N. Korea’s economic recovery

Todd Crowell over at Asia Cable suggests that far from veering toward collapse, North Korea may actually be on the road to recovery. Read it on your own, but just to give you an idea of what to expect:

The figures seem to bear out a modest revival of the North Korean economy, which was knocked for a loop a decade ago when Pyongyang’s main patron, the Soviet Union, collapsed and took with it the subsidies that had underwritten the economy. But last year China’s investments jumped from about a million dollars in 2003 to $200 million.

This development has implications for American policy makers, who, for the past decade, have quietly hoped that if they out-waited Kim Jong Il, his regime would collapse and the issue of his nuclear weapons would disappear with it. Yet, far from being on the verge of collapse, North Korea seems stronger than it has been in years.

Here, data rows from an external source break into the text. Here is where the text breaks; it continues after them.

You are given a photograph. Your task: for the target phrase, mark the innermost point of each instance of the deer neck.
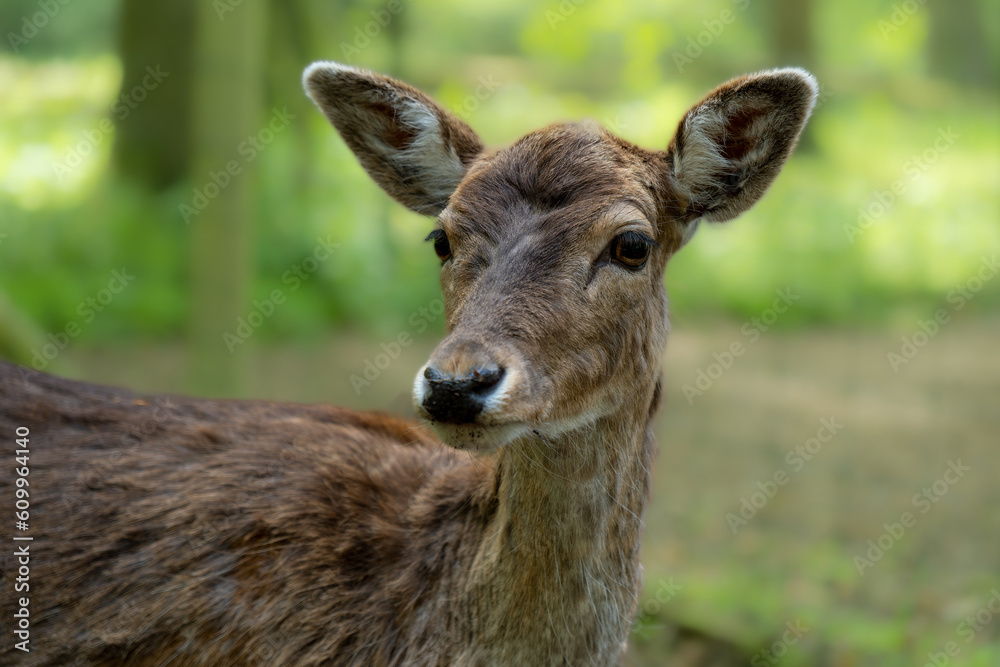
(559, 564)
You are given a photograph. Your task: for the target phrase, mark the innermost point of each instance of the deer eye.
(441, 245)
(631, 250)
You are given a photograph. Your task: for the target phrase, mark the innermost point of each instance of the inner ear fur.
(414, 149)
(730, 146)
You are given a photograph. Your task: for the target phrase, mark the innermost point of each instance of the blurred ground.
(792, 564)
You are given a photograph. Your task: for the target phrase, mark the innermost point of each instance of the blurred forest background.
(176, 216)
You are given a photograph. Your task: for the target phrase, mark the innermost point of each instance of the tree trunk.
(152, 112)
(227, 129)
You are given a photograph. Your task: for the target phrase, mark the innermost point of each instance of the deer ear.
(730, 146)
(415, 150)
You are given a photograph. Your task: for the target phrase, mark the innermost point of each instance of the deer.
(504, 527)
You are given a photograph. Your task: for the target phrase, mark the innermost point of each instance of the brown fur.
(197, 532)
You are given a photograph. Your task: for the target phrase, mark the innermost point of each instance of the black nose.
(457, 400)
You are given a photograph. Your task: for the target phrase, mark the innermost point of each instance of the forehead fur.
(577, 168)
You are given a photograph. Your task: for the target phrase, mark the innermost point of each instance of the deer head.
(553, 249)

A friend of mine, quoting someone who would know, once said that despite the gloom and doom reported in the press, the economic situation in the North was actually getting better. Personally, I’ll believe it when I see it, and I wonder how much of North Korea’s reported economic recovery is due to improved rent-seeking (see RAND report) rather than economic reforms. But read the piece on your own and draw your own conclusions.

(Hat tip to Simon World)

13 Comments

  1. Posted June 7, 2005 at 1:55 pm | Permalink

    The thing is, the DPRK is doign well enough to have their economy increase by some 6% but that they still NEED food and energy aid.

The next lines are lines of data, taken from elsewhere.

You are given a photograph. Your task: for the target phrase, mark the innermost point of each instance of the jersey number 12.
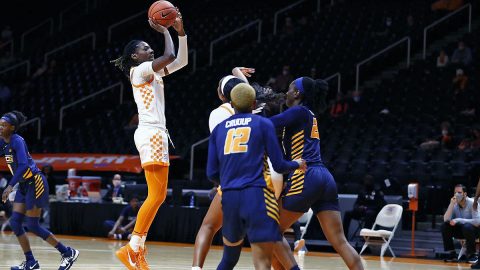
(237, 140)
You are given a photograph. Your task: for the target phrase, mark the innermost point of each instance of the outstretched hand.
(247, 71)
(302, 164)
(157, 27)
(6, 192)
(178, 24)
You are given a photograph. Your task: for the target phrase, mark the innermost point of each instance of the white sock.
(142, 241)
(135, 242)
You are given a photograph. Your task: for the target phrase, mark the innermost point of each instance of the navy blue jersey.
(18, 159)
(237, 149)
(300, 134)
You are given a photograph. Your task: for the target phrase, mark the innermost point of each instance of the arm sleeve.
(180, 61)
(213, 172)
(288, 118)
(22, 161)
(274, 152)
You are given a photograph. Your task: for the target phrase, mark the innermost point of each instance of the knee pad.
(16, 221)
(33, 226)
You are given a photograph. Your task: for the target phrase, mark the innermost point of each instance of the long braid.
(125, 62)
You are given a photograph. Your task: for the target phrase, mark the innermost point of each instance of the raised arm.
(288, 118)
(182, 57)
(275, 153)
(168, 56)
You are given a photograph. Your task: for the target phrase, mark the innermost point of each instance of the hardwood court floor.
(98, 253)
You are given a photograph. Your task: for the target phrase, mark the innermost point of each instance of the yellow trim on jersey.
(39, 187)
(266, 173)
(143, 84)
(28, 173)
(297, 181)
(297, 145)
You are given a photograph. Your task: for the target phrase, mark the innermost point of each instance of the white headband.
(224, 81)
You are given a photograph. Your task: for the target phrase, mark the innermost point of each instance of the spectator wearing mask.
(460, 221)
(462, 55)
(369, 202)
(115, 190)
(445, 140)
(442, 59)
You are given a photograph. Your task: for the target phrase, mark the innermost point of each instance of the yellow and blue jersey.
(300, 134)
(18, 159)
(237, 150)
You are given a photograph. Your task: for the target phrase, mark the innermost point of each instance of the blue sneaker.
(68, 258)
(30, 265)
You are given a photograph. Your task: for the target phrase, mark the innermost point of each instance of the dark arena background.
(401, 125)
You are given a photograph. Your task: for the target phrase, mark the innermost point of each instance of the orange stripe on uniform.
(143, 84)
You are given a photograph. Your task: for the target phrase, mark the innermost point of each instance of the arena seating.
(352, 145)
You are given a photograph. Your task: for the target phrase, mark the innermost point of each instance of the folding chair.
(389, 217)
(463, 249)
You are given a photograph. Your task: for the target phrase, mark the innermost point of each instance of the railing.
(192, 154)
(194, 59)
(407, 39)
(39, 126)
(91, 35)
(62, 13)
(22, 40)
(275, 17)
(10, 42)
(246, 26)
(111, 27)
(339, 80)
(425, 31)
(26, 63)
(62, 109)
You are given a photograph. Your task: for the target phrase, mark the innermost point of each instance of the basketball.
(162, 12)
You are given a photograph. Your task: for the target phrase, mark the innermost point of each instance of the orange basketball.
(162, 12)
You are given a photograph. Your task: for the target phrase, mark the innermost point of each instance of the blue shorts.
(33, 192)
(252, 211)
(314, 189)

    6% sounds high, but 6% of zero is still zero.

  2. Scott-in-Japan your flag
    Posted June 7, 2005 at 3:51 pm | Permalink

    NK had a 6% growth of what? What exactly is being produced by starving farmers and a capitol city that has an empty pyramid? Has the heroin trade been *that* lucrative lately? Maybe they’re making meth.

    “last year China?€™s investments jumped from about a million dollars in 2003 to $200 million.”
    Now I get it - China’s propping them up. Not a bad idea….give the starving masses enough Cheetos and Cable-tv and they won’t care about anything else. It works in the USA.

  3. Posted June 7, 2005 at 4:01 pm | Permalink

    American foreign policy can be short-sighted, but the idea that “if [America] out-waited Kim Jong Il, his regime would collapse and the issue of his nuclear weapons would disappear with it” is silly. We might have been thinking that way right around the time of the Soviet Union’s collapse, but the following years drove home the point that nukes don’t disappear with governments.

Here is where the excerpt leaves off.